On Wed, Apr 10, 2024 at 09:49:15AM -0400, Peter Xu wrote:
On Wed, Apr 10, 2024 at 02:28:59AM +0000, Zhijian Li (Fujitsu) via
wrote:
>
>
> on 4/10/2024 3:46 AM, Peter Xu wrote:
>
> >> Is there document/link about the unittest/CI for migration tests, Why
> >> are those tests missing?
> >> Is it hard or very special to set up an environment for that? maybe we
> >> can help in this regards.
> > See tests/qtest/migration-test.c. We put most of our migration tests
> > there and that's covered in CI.
> >
> > I think one major issue is CI systems don't normally have rdma devices.
> > Can rdma migration test be carried out without a real hardware?
>
> Yeah, RXE aka. SOFT-RoCE is able to emulate the RDMA, for example
> $ sudo rdma link add rxe_eth0 type rxe netdev eth0 # on host
> then we can get a new RDMA interface "rxe_eth0".
> This new RDMA interface is able to do the QEMU RDMA migration.
>
> Also, the loopback(lo) device is able to emulate the RDMA interface
> "rxe_lo", however when
> I tried(years ago) to do RDMA migration over this
> interface(rdma:127.0.0.1:3333) , it got something wrong.
> So i gave up enabling the RDMA migration qtest at that time.
Thanks, Zhijian.
I'm not sure adding an emu-link for rdma is doable for CI systems, though.
Maybe someone more familiar with how CI works can chim in.
Some people got dropped on the cc list for unknown reason, I'm adding them
back (Fabiano, Peter Maydell, Phil).

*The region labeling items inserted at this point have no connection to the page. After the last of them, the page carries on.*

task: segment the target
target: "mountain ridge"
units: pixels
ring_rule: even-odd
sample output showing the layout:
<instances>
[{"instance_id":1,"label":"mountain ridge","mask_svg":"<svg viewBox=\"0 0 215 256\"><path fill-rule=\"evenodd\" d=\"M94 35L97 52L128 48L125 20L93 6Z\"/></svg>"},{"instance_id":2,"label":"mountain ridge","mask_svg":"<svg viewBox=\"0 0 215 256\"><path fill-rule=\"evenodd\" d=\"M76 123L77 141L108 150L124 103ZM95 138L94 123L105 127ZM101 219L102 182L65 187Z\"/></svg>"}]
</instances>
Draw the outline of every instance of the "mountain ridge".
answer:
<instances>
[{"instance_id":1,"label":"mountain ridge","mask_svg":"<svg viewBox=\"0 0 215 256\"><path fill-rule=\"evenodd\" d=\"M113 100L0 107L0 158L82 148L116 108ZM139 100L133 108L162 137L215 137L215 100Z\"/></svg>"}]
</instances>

Let's make sure nobody is dropped by
accident.
I'll try to summarize what is still missing, and I think these will be
greatly helpful if we don't want to deprecate rdma migration:
1) Either a CI test covering at least the major RDMA paths, or at least
periodically tests for each QEMU release will be needed.
2) Some performance tests between modern RDMA and NIC devices are
welcomed. The current knowledge is modern NIC can work similarly to
RDMA in performance, then it's debatable why we still maintain so much
rdma specific code.
3) No need to be soild patchsets for this one, but some plan to improve
RDMA migration code so that it is not almost isolated from the rest
protocols.
4) Someone to look after this code for real.
For 2) and 3) more info is here:
https://lore.kernel.org/r/ZhWa0YeAb9ySVKD1@x1n
Here 4) can be the most important as Markus pointed out. We just didn't
get there yet on the discussions, but maybe Markus is right that we should
talk that first.
Thanks,
--
Peter Xu